August 2011 in Network Rail and Suppliers
A reporter is concerned that there is a right side failure occurring on the Automatic Warning System (AWS) magnet at signal SN74, located on the Down Main Line at Thingley Junction.
A right side failure means that Drivers receive a horn in their cab instead of a bell when they approach a green light at signal SN74. The reporter is concerned that because this has been ongoing since the beginning of June, Drivers may become accustomed to cancelling the horn when the signal is green. Through habit this could eventually result in a Driver cancelling a horn assuming the signal is green, when in fact it is a single yellow. This could lead to a Signal Passed at Danger (SPAD) if the following signal is red.
A notice has been displayed on the late notice board that informs the Drivers that"the problem is due to a cable fault on signal SN74. Drivers will receive a code 2 AWS fault. Network Rail is aware of the fault but at present there is no estimated time for rectification".
The reporter does not feel that this satisfactory and believes that the problem should be rectified within a certain timeframe.
Network Rail would like to thank the reporter for bringing their concerns to our attention.

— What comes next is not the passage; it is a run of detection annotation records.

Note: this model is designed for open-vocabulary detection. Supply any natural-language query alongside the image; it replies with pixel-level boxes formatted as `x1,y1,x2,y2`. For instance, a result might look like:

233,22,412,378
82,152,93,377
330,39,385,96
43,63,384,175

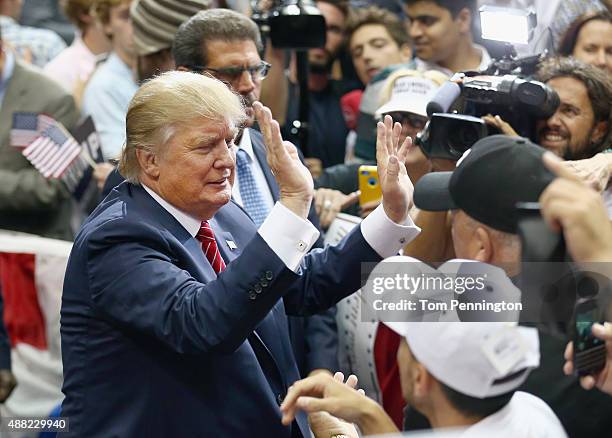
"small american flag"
22,122,81,178
11,113,55,147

All faults are repaired where possible by the attending fault team when reported. Where this is not possible due to, for example, the size of the repair/available track access, rectification is prioritised with guidance fromStandard NR/L2/SIG/19807 'Prioritisation of signal engineering equipment defects'.
Faults of this nature, along with all signalling failures, are treated very seriously. Each failure is normally attended to within one hour and any further work required is either carried out there and then, to bring signalling back to normal, or is prioritised along with all other failures. If immediate rectification cannot be carried out then the signalling system is always left in a safe state. A discussion will always take place between the maintenance and the operations teams to decide the most suitable method of signalling trains during a degraded mode such as with this case SN74.
There have been two key faults with this AWS equipment during the past six months; the first being a defective electro-magnet and the second a faulty lineside cable. The first failure took longer than expected to repair due to seized bolts on the securing plate which prolonged the access and equipment needed to bring about a fix. This was achieved on 5 May 2011.The second failure required a new 200 yard section of cable which had been failing intermittently. This work was carried out on 5 August 2011.
The fault with SN74 AWS was rectified on 5 August 2011 by renewing the cable.